Thanks for sharing. The two I installed were tight. I couldn’t feel any noticeable wobble in them.

I noticed etching on the ballnuts. Did you? The x had a +8 I didn’t pay attention to any before I put y in. Z is marked +4 or 42 hard to tell... I’m really hoping I don’t end up with .0042 in z.


----------



## GB21 (Jan 24, 2021)

Toolmaker335xi said:


> Thanks for sharing. The two I installed were tight. I couldn’t feel any noticeable wobble in them.
> 
> I noticed etching on the ballnuts. Did you? The x had a +8 I didn’t pay attention to any before I put y in. Z is marked +4 or 42 hard to tell... I’m really hoping I don’t end up with .0042 in z.
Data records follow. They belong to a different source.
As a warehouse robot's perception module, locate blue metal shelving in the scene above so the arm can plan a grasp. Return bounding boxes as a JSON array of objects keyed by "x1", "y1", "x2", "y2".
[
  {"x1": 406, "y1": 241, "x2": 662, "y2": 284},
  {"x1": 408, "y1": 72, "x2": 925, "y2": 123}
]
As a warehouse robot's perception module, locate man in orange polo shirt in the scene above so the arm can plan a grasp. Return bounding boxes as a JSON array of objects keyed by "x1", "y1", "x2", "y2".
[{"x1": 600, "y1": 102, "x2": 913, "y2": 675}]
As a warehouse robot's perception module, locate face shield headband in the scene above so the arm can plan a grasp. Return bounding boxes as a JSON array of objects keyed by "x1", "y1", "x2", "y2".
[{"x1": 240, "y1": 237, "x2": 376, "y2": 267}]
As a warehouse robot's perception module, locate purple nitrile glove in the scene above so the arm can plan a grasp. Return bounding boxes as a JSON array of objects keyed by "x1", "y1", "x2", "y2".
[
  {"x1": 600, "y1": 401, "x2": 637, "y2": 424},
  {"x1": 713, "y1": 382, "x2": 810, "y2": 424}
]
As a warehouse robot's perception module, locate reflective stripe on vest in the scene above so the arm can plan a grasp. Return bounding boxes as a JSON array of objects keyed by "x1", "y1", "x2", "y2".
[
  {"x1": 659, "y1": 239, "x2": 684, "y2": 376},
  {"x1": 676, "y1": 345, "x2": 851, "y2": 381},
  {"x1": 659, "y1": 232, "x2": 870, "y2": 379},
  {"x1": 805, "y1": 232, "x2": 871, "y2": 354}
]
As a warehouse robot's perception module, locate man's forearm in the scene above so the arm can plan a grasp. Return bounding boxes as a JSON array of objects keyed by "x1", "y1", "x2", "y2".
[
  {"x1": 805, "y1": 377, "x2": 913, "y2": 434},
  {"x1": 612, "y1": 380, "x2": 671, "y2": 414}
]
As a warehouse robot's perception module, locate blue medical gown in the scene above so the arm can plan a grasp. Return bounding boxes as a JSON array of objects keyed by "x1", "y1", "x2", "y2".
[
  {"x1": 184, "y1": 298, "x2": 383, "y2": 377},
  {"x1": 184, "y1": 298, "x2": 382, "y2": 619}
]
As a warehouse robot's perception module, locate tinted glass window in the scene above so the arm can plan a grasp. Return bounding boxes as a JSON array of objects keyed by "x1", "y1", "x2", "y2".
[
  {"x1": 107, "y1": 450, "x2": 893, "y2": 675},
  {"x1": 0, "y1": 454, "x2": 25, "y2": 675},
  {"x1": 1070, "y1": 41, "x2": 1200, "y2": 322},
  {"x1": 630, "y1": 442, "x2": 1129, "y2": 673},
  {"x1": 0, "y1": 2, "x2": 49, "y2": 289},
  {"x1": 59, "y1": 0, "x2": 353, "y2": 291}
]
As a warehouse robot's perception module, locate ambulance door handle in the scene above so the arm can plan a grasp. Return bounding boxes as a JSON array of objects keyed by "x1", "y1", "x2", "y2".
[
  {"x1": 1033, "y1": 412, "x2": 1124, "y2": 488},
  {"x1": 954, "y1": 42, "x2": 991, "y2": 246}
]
I did notice the etching but I thought they might be production numbers or something. I was going to take a picture now I wish I would have....
If my memory serves me right 2 of them had 2 digit numbers and one had a 3 digit number like 127


----------



## macardoso (Jan 24, 2021)

Toolmaker335xi said:


> I did get the home switches to function as limits too, thank you. Probably going to go ahead with getting mach4. This is just the first phase of this conversion, I will be upgrading to a centroid controller but haven’t decided yet if I want to spend the extra on the Oak or just get the acorn and have more of a budget for better motors and other upgrades.


AFAIK, the centroid Oak and Acorn require use of their CNC12 software and are not compatible with Mach 4. 

The Oak serves a different customer base than the Acorn. Make sure you need the features it has rather than getting it because it is a "better" board. The Oak is meant for you to use their drives with AC or DC servos. It is not appropriate for steppers, Clearpath servos, or servos with standalone drives.


----------



## currinh (Jan 24, 2021)

Toolmaker335xi said:


> I did not have this issue. It may be possible they altered your machine with bigger threads to fix a damaged thread? Just a guess. Mine were M6 and so far required no modifications.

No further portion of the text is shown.